Even worse, foreign media are reiterating Moscow’s justification for committing this war crime without pointing out to their readers that what the Kremlin says is complete bullshit.
c/o Nebi and Cara at Associated Press:
Since at least 2015, I have unsuccessfully argued that using terms like rebels, separatists, breakaway regions and insurrection to describe Russia’s invasion of Ukraine serves no purpose of diplomacy or journalistic balance. It is a failure to serve the public interest. Russia’s war against Ukraine should be described as what it is: an armed conflict instigated and sustained by Russia’s armed intervention.
To imply that there has been any acts of self-determination by shell-shocked refugees from Mariupol, Chernihiv, Kharkiv, Sumy, Berdiansk or from any besieged city of Ukraine to seek refuge in Russia contradicts the highest available organized expressions of international law.

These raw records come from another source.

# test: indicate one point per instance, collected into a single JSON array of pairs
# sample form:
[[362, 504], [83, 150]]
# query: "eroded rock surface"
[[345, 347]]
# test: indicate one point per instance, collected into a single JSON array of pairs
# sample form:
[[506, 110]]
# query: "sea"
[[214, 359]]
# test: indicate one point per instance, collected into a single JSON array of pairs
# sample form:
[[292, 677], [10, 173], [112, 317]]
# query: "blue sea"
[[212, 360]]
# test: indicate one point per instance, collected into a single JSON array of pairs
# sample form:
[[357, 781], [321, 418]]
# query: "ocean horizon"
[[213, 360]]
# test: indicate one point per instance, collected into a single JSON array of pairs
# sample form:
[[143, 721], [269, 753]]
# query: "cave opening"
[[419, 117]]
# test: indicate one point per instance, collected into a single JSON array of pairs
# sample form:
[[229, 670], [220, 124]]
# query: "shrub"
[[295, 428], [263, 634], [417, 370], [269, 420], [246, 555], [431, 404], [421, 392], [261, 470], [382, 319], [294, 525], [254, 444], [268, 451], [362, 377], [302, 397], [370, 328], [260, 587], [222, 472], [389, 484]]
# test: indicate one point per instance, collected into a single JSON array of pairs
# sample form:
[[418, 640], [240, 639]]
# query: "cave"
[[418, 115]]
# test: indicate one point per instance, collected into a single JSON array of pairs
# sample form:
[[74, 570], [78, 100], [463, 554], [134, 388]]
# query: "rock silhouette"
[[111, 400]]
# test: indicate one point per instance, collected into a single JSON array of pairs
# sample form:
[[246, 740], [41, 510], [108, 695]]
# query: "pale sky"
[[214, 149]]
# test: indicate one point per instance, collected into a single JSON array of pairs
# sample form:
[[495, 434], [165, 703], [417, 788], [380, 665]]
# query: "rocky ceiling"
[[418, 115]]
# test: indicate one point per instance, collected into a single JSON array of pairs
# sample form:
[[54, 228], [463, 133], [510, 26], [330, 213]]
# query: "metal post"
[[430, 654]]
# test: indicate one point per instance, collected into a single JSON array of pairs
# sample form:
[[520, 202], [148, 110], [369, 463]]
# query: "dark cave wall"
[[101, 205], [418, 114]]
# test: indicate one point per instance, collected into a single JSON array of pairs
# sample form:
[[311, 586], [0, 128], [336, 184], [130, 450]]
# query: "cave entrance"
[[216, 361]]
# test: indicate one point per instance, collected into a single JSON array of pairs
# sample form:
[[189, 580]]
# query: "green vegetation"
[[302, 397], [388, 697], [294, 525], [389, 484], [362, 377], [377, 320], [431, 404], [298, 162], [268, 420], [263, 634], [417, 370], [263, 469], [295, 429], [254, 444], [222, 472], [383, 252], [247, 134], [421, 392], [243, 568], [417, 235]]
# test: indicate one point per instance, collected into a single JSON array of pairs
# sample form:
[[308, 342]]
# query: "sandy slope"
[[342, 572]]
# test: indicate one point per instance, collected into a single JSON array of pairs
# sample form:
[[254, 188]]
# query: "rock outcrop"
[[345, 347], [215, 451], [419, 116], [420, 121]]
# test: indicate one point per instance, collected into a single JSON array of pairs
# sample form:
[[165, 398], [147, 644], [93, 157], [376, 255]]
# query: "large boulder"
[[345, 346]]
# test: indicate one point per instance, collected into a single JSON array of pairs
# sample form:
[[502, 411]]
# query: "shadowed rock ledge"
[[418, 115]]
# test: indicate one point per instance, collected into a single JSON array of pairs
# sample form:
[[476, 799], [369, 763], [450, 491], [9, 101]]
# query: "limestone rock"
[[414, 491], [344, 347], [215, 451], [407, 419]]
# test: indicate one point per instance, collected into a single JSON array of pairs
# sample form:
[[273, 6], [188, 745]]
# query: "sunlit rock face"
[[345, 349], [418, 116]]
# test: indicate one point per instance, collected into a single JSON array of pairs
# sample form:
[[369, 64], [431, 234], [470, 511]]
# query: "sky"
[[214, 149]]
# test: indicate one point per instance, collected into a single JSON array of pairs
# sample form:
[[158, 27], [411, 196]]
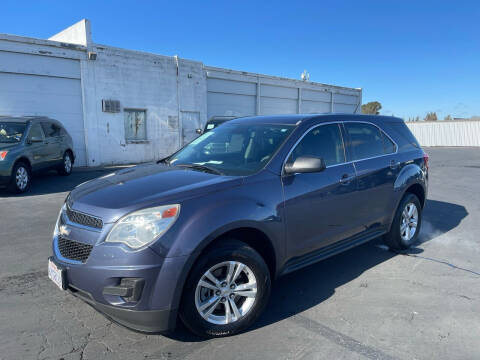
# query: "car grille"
[[74, 250], [84, 219]]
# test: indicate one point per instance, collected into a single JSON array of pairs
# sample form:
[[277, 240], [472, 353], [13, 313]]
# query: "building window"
[[135, 125]]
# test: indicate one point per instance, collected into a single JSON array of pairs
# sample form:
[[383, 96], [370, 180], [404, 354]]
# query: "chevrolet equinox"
[[200, 235]]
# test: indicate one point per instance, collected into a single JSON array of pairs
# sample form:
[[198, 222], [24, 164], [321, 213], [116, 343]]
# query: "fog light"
[[130, 289]]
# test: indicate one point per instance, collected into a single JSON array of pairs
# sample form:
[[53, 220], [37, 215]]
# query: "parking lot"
[[365, 303]]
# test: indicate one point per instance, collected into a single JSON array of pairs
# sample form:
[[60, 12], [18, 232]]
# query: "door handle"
[[346, 179], [394, 164]]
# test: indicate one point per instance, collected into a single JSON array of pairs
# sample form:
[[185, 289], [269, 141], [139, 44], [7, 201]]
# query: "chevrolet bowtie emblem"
[[64, 230]]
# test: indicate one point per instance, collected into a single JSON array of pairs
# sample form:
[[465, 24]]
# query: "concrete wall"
[[446, 133], [238, 93], [39, 77], [57, 79], [79, 33], [139, 81]]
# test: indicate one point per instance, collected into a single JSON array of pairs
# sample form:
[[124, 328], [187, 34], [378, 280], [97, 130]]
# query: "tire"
[[67, 163], [398, 238], [241, 258], [21, 178]]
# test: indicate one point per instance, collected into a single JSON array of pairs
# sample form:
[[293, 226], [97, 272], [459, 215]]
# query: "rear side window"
[[402, 135], [325, 142], [368, 141], [36, 132], [388, 145], [50, 129]]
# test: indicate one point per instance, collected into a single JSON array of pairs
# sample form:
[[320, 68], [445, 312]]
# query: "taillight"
[[425, 159]]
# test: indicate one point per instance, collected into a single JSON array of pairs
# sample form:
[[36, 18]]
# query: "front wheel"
[[406, 223], [21, 177], [226, 291]]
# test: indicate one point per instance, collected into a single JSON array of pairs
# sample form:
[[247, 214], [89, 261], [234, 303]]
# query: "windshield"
[[234, 149], [11, 132]]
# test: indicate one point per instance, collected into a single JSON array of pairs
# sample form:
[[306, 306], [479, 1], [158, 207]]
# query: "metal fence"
[[446, 133]]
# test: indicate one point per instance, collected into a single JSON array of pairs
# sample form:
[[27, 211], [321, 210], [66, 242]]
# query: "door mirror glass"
[[305, 164], [35, 139]]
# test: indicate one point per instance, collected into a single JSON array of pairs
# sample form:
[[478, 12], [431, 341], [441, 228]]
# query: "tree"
[[431, 116], [373, 107]]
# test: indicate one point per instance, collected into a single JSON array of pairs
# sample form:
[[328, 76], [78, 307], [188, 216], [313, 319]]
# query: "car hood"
[[114, 195]]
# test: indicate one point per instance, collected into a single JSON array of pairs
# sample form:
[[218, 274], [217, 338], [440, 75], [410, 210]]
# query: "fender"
[[198, 218], [409, 175]]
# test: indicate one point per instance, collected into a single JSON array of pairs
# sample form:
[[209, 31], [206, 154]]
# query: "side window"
[[388, 145], [366, 140], [36, 132], [324, 141], [50, 129]]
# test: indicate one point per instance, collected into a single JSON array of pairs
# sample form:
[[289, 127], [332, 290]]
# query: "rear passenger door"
[[37, 149], [53, 142], [374, 155]]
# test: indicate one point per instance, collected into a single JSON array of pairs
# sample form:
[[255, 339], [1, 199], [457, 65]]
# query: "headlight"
[[143, 227]]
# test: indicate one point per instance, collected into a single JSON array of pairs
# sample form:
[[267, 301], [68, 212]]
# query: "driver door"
[[319, 209]]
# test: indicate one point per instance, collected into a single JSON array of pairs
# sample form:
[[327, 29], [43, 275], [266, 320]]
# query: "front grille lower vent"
[[74, 250], [84, 219]]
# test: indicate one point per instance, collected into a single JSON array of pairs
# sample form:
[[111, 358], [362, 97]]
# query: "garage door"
[[45, 86]]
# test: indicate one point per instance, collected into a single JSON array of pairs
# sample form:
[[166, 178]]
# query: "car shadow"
[[50, 182], [310, 286]]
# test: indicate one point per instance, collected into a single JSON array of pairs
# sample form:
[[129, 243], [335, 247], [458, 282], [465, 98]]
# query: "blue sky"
[[412, 56]]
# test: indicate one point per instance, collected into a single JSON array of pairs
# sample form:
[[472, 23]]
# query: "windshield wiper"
[[164, 161], [201, 167]]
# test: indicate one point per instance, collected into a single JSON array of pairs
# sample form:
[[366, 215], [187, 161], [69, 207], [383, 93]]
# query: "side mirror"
[[305, 164], [34, 139]]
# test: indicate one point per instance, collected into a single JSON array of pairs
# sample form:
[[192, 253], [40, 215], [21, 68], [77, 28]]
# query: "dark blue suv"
[[201, 234]]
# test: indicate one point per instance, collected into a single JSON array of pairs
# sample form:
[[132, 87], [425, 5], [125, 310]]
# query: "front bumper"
[[150, 321], [154, 312]]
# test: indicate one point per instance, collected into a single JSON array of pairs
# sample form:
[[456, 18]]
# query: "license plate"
[[56, 274]]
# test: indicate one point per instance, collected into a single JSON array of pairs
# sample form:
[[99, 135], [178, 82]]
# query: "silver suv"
[[31, 144]]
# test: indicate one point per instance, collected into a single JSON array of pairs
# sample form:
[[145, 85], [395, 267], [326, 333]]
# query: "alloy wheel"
[[226, 292], [21, 178], [409, 222]]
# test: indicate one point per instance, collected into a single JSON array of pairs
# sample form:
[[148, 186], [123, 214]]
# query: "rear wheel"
[[226, 291], [406, 223], [20, 178], [67, 164]]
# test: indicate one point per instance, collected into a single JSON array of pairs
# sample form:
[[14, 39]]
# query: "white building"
[[124, 106]]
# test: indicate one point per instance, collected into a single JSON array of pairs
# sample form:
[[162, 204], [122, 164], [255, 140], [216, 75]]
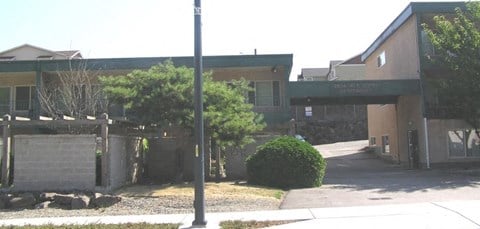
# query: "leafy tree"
[[163, 94], [456, 39]]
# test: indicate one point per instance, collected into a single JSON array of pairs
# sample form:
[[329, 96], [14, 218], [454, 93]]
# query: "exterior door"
[[5, 101], [413, 151]]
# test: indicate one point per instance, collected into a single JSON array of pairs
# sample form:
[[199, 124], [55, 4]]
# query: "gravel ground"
[[152, 205]]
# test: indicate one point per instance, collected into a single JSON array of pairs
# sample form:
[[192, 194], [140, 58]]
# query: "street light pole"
[[199, 202]]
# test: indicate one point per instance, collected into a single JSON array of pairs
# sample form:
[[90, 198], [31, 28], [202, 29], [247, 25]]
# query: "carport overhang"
[[308, 93]]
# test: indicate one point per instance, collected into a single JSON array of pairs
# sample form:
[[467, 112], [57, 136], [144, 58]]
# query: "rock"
[[80, 202], [103, 201], [24, 200], [63, 199], [47, 196], [3, 203], [42, 205]]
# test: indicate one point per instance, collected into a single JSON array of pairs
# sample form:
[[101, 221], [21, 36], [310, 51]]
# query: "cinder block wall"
[[170, 159], [54, 162], [235, 167]]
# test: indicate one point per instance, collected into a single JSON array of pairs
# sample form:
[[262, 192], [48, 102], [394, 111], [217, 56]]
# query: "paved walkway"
[[354, 178], [457, 214], [359, 191]]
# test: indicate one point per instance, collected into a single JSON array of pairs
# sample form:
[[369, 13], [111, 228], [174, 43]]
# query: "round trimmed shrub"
[[286, 162]]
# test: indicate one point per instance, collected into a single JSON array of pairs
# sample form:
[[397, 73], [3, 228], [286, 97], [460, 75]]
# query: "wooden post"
[[105, 153], [6, 152]]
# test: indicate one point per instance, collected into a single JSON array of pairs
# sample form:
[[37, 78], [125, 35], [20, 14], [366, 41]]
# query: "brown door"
[[413, 151]]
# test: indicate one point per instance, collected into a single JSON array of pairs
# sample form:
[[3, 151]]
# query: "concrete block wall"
[[54, 162], [235, 167], [170, 159]]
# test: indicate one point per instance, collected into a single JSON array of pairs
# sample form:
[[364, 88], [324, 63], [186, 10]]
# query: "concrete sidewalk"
[[455, 214]]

If editors, journalists, politicians and pundits decide to regurgitate Kremlin talking points, then, at least, they should explain why.
So, don’t be like Nebi and Cara and their editors.
In other news, Timothy Snyder wrote an op-ed for the Washington Post worth reading.
And London-based practicing philosopher Vladimir Pastukhov yesterday shared his thoughts about the catastrophe on YouTube. Leonid, meanwhile, is taking a breather from the mess, but promised to talk about it again in a couple of weeks.
Last item: Andy. Kramer’s beat these daze is the counteroffensive around Kyiv: wanna-be Det-A, DEVGRU guys wandering around the capital’s northwestern suburbs blowing stuff up, making 30-second videos and posting them to the Internet.
My advice is to ignore Andy. Time better spent digesting Violetta’s Battle for Moshchun (Krynytsia) reportage. This is the very same village where I lost my silver-framed custom-made NYC eyeglasses in a deep swimming hole during the very hot summer of 1991. I woke up the next morning under a tree in Kyiv.